Edit: Additional info on the numpy deprecation warning - It is mentioned the release note of numpy v1.24.0 in Expired Deprecation: creating ragged array without explicitly passing dtype=object is no longer a deprecation, but will raise ValueError instead. np.average([a, b]) calls np.asanyarray([a, b]) which raises ValueError, since [a, b] is a ragged array.

MaartenGr commented 1 year ago

Which way is better depends on the tradeoff between embedding cost and flatten/split cost. Especially when running on GPU. For now, I implemented it in the second way as you suggested, which I think is super readable.

Great, sounds good to me!

Another option, of course, we could do broadcasting manually such as

doc_embeddings = (doc_embeddings * 3 + seed_embeddings[0]) / 4

It look less elegant though.

I think we can actually use this and tweak it a bit such that we do not need to use any np.repeat whilst still keeping readability and a minimum number of lines of code:

# Guided KeyBERT either local (keywords shared among documents) or global (keywords per document)
if seed_keywords is not None:
    if isinstance(seed_keywords[0], str):
        seed_embeddings = self.model.embed(seed_keywords).mean(axis=0, keepdims=True)    
    elif len(docs) != len(seed_keywords):
        raise ValueError("The length of docs must match the length of seed_keywords")
    else:
        seed_embeddings = np.vstack([
            self.model.embed(keywords).mean(axis=0, keepdims=True)
            for keywords in seed_keywords
        ])
    doc_embeddings = ((doc_embeddings * 3 + seed_embeddings) / 4)

This allows for the following three scenarios:

Oh, and the docstrings only need to be added the way I did in the code above. It focuses on the general goal (Guided KeyBERT) and prevents going into too much detail about each if/else statement.

shengbo-ma commented 1 year ago

@MaartenGr Cool! I've push the latest code.

MaartenGr commented 1 year ago

Hmm, it seems that python 3.6 should be dropped from the testing.
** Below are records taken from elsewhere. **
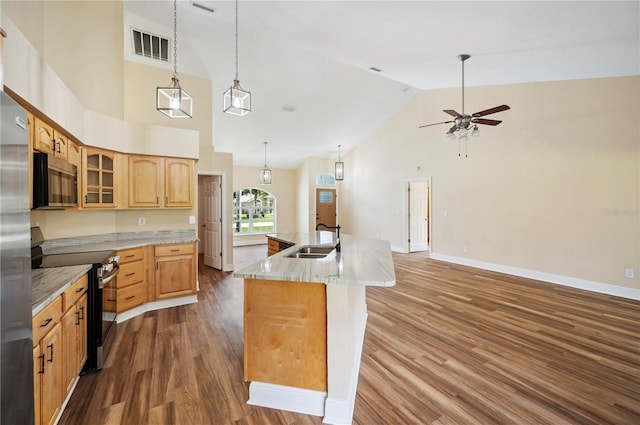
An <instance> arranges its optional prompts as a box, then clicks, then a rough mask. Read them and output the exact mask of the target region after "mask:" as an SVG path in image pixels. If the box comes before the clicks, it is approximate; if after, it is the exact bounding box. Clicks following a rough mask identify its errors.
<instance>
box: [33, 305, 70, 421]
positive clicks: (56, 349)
mask: <svg viewBox="0 0 640 425" xmlns="http://www.w3.org/2000/svg"><path fill="white" fill-rule="evenodd" d="M60 305H61V304H60V303H57V306H58V307H60ZM60 314H61V312H60V313H58V318H57V319H56V320H55V321H54V320H53V318H51V317H49V318H48V319H52V320H51V321H50V322H49V323H55V324H54V325H53V326H52V327H51V329H50V330H49V332H47V333H46V334H45V335H44V336H43V337H42V338H41V339H38V340H36V339H34V349H33V361H34V384H35V386H34V389H35V392H34V403H36V407H35V414H36V418H39V422H36V424H43V425H49V424H53V423H54V421H55V419H56V417H57V416H58V413H59V412H60V408H61V406H62V400H63V396H62V363H63V359H62V355H61V354H62V331H61V326H60V322H59V319H60ZM45 322H46V320H45ZM45 322H41V321H36V320H35V318H34V331H35V329H36V326H38V327H40V325H43V324H44V323H45ZM49 323H47V324H46V325H45V327H48V325H49Z"/></svg>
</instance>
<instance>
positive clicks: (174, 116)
mask: <svg viewBox="0 0 640 425" xmlns="http://www.w3.org/2000/svg"><path fill="white" fill-rule="evenodd" d="M176 4H177V0H173V76H172V77H171V85H170V86H168V87H157V88H156V109H157V110H158V111H160V112H162V113H163V114H165V115H166V116H168V117H169V118H192V117H193V98H192V97H191V95H190V94H189V93H187V92H186V91H185V90H184V89H183V88H182V87H180V80H178V34H177V32H178V31H177V27H178V25H177V24H178V18H177V7H176Z"/></svg>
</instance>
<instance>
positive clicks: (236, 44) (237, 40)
mask: <svg viewBox="0 0 640 425" xmlns="http://www.w3.org/2000/svg"><path fill="white" fill-rule="evenodd" d="M236 81H238V0H236ZM265 149H266V146H265ZM265 161H266V159H265Z"/></svg>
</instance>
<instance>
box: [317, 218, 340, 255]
mask: <svg viewBox="0 0 640 425" xmlns="http://www.w3.org/2000/svg"><path fill="white" fill-rule="evenodd" d="M320 226H322V227H324V228H326V229H334V230H335V231H336V239H337V240H338V241H337V243H336V246H335V248H336V251H337V252H340V225H339V224H338V225H337V226H327V225H326V224H324V223H318V224H316V230H318V228H319V227H320Z"/></svg>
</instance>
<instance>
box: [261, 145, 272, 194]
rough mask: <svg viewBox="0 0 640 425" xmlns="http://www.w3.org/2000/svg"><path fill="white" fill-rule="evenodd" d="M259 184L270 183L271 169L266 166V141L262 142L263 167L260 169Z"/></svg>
mask: <svg viewBox="0 0 640 425" xmlns="http://www.w3.org/2000/svg"><path fill="white" fill-rule="evenodd" d="M260 184H271V169H269V168H267V142H264V168H263V169H262V170H260Z"/></svg>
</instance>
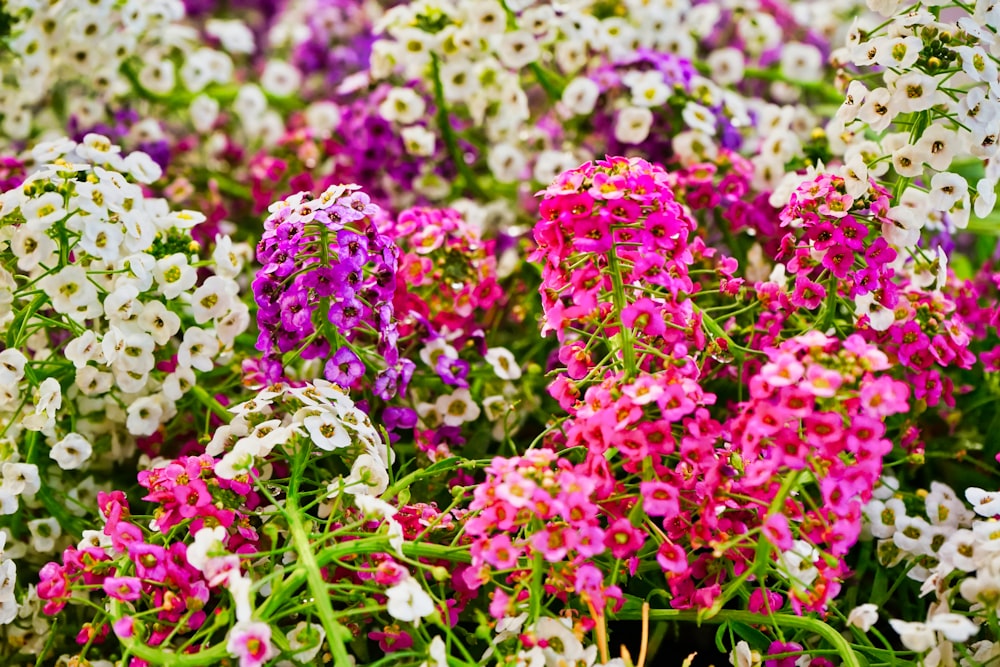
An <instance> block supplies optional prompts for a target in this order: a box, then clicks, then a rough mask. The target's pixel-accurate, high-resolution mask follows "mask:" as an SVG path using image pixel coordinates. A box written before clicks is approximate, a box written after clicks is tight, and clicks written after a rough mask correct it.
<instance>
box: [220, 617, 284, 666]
mask: <svg viewBox="0 0 1000 667" xmlns="http://www.w3.org/2000/svg"><path fill="white" fill-rule="evenodd" d="M226 650H227V651H229V653H230V654H231V655H234V656H236V657H237V658H239V659H240V667H259V665H263V664H264V663H265V662H267V661H268V659H270V658H271V657H272V656H273V655H274V653H275V651H274V648H273V647H272V646H271V626H269V625H268V624H267V623H261V622H260V621H243V622H241V623H237V624H236V625H234V626H233V629H232V630H230V631H229V641H228V642H227V643H226Z"/></svg>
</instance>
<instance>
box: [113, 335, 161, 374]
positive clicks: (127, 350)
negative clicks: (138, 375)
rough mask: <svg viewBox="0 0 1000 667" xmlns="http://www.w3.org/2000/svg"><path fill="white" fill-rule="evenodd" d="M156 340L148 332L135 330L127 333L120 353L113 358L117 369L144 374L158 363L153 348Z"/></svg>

Could you perhaps change it to 3.7 here:

https://github.com/MaartenGr/KeyBERT/blob/7b763ae76ddbca56c0d139dd368ce907cee9dd30/.github/workflows/testing.yml#L18

After that, if it passes, I'll go ahead and merge it 😄

shengbo-ma commented 1 year ago

Updated the code.

MaartenGr commented 1 year ago

@shengbo-ma Awesome, it passed! Thanks for the great and extensive work even including tests for this, it is greatly appreciated. I really liked the extensive descriptions you gave going in-depth with respect to the solutions and how they might fit with KeyBERT.

shengbo-ma commented 1 year ago

@MaartenGr Thanks! I had fun :) Glad that I can contribute to this awesome repo. Really enjoyed the communication.